Understanding the Microsoft Cluster Models | Microsoft SQL Server 2005: The Complete Reference: Full Coverage of all New and Improved Features

Microsoft technology offers several cluster models that are available to support SQL Server. They are as follows:

Model A High availability and static load balancing
Model B Hot spare solution with maximum availability
Model C Partial server cluster solution
Model D Virtual server only with no fail-over
Model E Hybrid solutions using the best of the previous models

Model A: High-Availability Solution and Static Load Balancing

Clustering SQL Server provides the ability to recover from resource failure immediately and provide seamless connectivity to your clients and client applications. The resources that can put your data tier in the dark upon failure can be physical, such as hardware, or logical such as a service failure. When resource failure is identified, the failed resource and any resources that are dependent on the failed resource are moved from the failed node.

Clustering is not limited to one fail-over server. Windows Server 2003 cluster support up to eight nodes. The clustering configurations can be a two-node cluster, such as one active server and one standby server waiting for something to fail on the active server, to as cluster solution as critical as eight nodes running their own services. As soon as a resource fails on one node, the next preferred node will be able to seize ownership of the resources and take over from the failed node, the so-called fail-over process. This is about as far as we need to go describing the actual clustering process on Windows Server 2003, as the Cluster Service itself is beyond the scope of this book.

Designing the SQL Server Cluster

Good planning is a vital ingredient of a SQL Server cluster (all clusters for that matter). But you need to have a clear understanding of what your solution needs and the applications that it supports is paramount. Let’s discuss the particulars and some different configurations.

Documenting the Dependencies

You should first start with the physical disk as the first resource SQL Server depends on. Without physical disks in the system on which to install SQL Server, you cannot read any data and begin service. When a SQL Server virtual server fails over, you need to make sure that the first resource that is claimed by the new node is the disk; all clusters come into this world on a hard disk. The next resource in the order of priorities for continuing connectivity is the public network; next comes the network name (which depends on the network); and so on.

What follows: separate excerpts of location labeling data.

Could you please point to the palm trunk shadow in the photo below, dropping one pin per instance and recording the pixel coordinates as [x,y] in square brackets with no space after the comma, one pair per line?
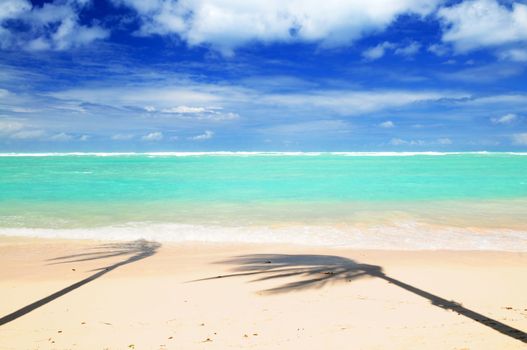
[315,271]
[140,249]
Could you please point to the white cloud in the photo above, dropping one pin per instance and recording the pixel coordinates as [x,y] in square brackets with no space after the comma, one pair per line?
[517,55]
[438,49]
[200,113]
[408,50]
[520,139]
[122,137]
[218,22]
[52,26]
[358,102]
[378,51]
[184,110]
[475,24]
[387,124]
[61,137]
[444,141]
[9,126]
[205,136]
[153,136]
[401,142]
[28,135]
[505,119]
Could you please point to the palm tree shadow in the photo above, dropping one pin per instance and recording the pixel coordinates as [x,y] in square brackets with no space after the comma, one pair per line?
[130,251]
[316,271]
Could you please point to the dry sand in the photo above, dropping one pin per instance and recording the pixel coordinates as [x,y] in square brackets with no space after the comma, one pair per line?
[280,297]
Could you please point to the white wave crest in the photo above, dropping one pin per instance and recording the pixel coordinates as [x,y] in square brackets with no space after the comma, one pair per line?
[401,236]
[246,154]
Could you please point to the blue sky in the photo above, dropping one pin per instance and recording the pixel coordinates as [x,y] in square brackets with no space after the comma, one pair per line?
[262,75]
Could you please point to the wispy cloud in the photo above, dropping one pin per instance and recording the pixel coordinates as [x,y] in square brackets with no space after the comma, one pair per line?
[387,124]
[205,136]
[520,139]
[153,136]
[505,119]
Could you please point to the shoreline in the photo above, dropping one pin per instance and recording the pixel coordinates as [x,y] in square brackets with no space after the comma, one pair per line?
[170,296]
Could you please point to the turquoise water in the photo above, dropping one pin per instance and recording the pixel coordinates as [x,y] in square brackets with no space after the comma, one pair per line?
[233,190]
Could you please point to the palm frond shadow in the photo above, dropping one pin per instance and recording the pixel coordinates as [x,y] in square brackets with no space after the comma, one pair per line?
[130,251]
[317,271]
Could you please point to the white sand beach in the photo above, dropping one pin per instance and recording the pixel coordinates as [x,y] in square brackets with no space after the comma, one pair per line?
[144,295]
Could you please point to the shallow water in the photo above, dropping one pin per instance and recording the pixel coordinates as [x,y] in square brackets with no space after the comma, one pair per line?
[374,200]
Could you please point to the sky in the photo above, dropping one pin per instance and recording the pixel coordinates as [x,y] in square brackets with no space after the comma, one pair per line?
[263,75]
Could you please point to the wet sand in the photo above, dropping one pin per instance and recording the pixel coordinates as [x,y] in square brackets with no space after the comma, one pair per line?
[63,294]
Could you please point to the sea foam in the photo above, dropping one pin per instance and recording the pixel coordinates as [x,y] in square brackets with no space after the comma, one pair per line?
[400,236]
[245,154]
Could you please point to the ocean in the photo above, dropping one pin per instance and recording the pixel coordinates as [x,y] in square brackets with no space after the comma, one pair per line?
[461,201]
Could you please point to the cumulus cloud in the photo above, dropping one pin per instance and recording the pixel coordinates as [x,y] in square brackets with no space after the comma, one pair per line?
[9,126]
[517,55]
[61,137]
[505,119]
[387,124]
[438,49]
[408,50]
[205,136]
[475,24]
[376,52]
[122,137]
[217,22]
[28,135]
[401,142]
[52,26]
[520,139]
[17,130]
[153,136]
[444,141]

To make life easier for yourself, you should sketch or chart the resources and the sequence of the fail-overs. This will help you see what depends on what and what it needs to exist. Failing over the SQL Server virtual server before the network fails over does not make much sense.

Understanding SQL Server Active/Passive Configurations

Active/passive configurations require at least two nodes. One node does all the work. In other words, it processes all connections and serves data while the other node waits; it’s the active partner. The passive node is actually a hot standby server. When a resource fails on the active node, the passive node gains ownership of all dependent resources and become the active partner.

An active/passive cluster configuration ensures that there will be minimal or zero performance degradation due to the failure on the node. As this also doubles the hardware costs (two identical servers), it is not always the most economical option.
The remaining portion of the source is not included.